Una cosa simile le aveva detto Goran, la notte prima quando s’era infilato di nuovo nella sua branda con i pantaloni abbassati e le aveva messo una mano in mezzo alle cosce.
«Quando sarai grande ti piacerà».
Non deve pensare a questo. Arriva in cima al muro, scavalca veloce dall’altra parte, punta i piedi e si lascia cadere. Meglio non restare troppo tempo su, meglio lasciarsi andare nel fango. Cade male stavolta, sulla spalla sinistra, per un attimo teme d’esserla rotta, poi il dolore passa, non è niente. Ma la maglia di Adria si è rotta. Guarda la manica sdrucita, i fili di lana tranciati in due, forse riuscirà a risistemarla.

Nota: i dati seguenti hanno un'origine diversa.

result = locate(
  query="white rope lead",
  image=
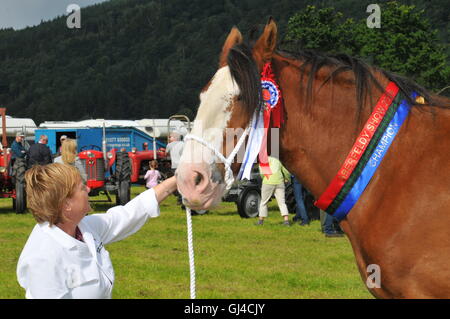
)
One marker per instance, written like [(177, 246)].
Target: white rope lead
[(191, 252)]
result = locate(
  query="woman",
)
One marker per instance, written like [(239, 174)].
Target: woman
[(64, 256), (69, 156), (153, 175)]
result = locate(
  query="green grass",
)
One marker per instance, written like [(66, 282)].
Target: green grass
[(233, 257)]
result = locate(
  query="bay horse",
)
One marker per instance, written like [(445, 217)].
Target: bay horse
[(401, 221)]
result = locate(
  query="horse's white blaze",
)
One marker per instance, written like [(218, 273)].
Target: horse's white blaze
[(212, 118)]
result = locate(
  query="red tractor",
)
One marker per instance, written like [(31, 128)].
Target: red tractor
[(110, 174), (12, 175)]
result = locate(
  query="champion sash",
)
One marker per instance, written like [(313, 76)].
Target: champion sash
[(359, 147), (374, 161), (368, 163)]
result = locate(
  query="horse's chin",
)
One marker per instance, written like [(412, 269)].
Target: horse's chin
[(206, 201)]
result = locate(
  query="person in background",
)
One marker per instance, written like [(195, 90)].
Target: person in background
[(174, 149), (39, 153), (300, 209), (17, 147), (274, 185), (61, 140), (153, 175), (65, 254), (69, 156)]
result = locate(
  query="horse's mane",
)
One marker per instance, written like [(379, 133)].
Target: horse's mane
[(245, 73), (364, 75)]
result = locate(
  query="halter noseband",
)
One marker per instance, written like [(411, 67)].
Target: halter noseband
[(229, 178)]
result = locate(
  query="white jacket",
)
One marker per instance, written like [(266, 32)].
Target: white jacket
[(53, 264)]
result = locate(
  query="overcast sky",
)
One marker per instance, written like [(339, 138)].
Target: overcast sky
[(19, 14)]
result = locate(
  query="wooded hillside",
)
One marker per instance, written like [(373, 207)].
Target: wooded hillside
[(139, 58)]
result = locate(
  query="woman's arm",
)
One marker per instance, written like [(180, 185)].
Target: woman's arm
[(120, 222)]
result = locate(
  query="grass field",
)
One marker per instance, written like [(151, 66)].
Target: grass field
[(234, 258)]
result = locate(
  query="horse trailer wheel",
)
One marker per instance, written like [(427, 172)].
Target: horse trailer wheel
[(248, 202), (199, 212)]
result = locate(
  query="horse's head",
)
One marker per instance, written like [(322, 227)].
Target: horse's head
[(227, 104)]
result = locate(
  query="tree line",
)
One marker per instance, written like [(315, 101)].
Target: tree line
[(136, 59)]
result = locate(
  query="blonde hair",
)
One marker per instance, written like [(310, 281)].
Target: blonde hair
[(47, 187), (69, 151)]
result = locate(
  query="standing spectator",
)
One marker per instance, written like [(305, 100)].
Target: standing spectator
[(40, 153), (61, 140), (174, 149), (274, 185), (300, 209), (153, 175), (69, 157), (17, 147)]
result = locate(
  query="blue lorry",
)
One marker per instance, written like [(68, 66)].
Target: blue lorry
[(114, 157)]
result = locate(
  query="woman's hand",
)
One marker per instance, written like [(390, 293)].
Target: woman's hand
[(165, 188)]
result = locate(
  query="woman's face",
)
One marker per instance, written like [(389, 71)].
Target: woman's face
[(79, 202)]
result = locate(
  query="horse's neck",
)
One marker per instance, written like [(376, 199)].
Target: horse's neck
[(315, 139)]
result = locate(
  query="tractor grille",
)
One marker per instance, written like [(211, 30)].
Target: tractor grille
[(95, 169)]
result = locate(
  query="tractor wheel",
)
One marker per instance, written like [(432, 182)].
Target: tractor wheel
[(20, 166), (248, 202), (123, 193), (290, 197)]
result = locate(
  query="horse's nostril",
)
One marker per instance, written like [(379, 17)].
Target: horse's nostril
[(198, 179)]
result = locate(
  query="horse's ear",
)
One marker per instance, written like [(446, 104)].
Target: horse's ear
[(266, 44), (235, 37)]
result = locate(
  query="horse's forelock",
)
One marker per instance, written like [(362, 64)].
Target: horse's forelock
[(244, 72)]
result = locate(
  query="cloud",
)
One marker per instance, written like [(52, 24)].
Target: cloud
[(19, 14)]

Adria è morto due settimane prima, durante una ricognizione più a sud. Goran ha preso i suoi scarponi, Luka la borraccia, a lei è rimasta la maglia e la tracolla. L’amuleto della donna nuda non è servito a proteggerlo.
L’hanno sepolto in una buca, di notte. I morti in guerra si devono seppellire al buio, perché è più sicuro. Goran le ha dato una cartina dove ha disegnato un cerchio, lì sta Adria. Così una volta finita la guerra potrà tornare a trovarlo. Avevano finito i sacchi neri per mettere i corpi, l’hanno seppellito dentro una coperta di lana marrone. Non l’hanno fatto vedere ad Anja, anche se lei è abituata a vedere i morti, ha visto solo i piedi di Adria sbucare dalla coperta, erano grigi. Dalla parte della testa c’era una macchia di sangue nero, Goran dice che è stata una granata, e che secondo lui non ha sofferto. Anja, continua a chiedersi, come farà adesso Adria senza scarponi.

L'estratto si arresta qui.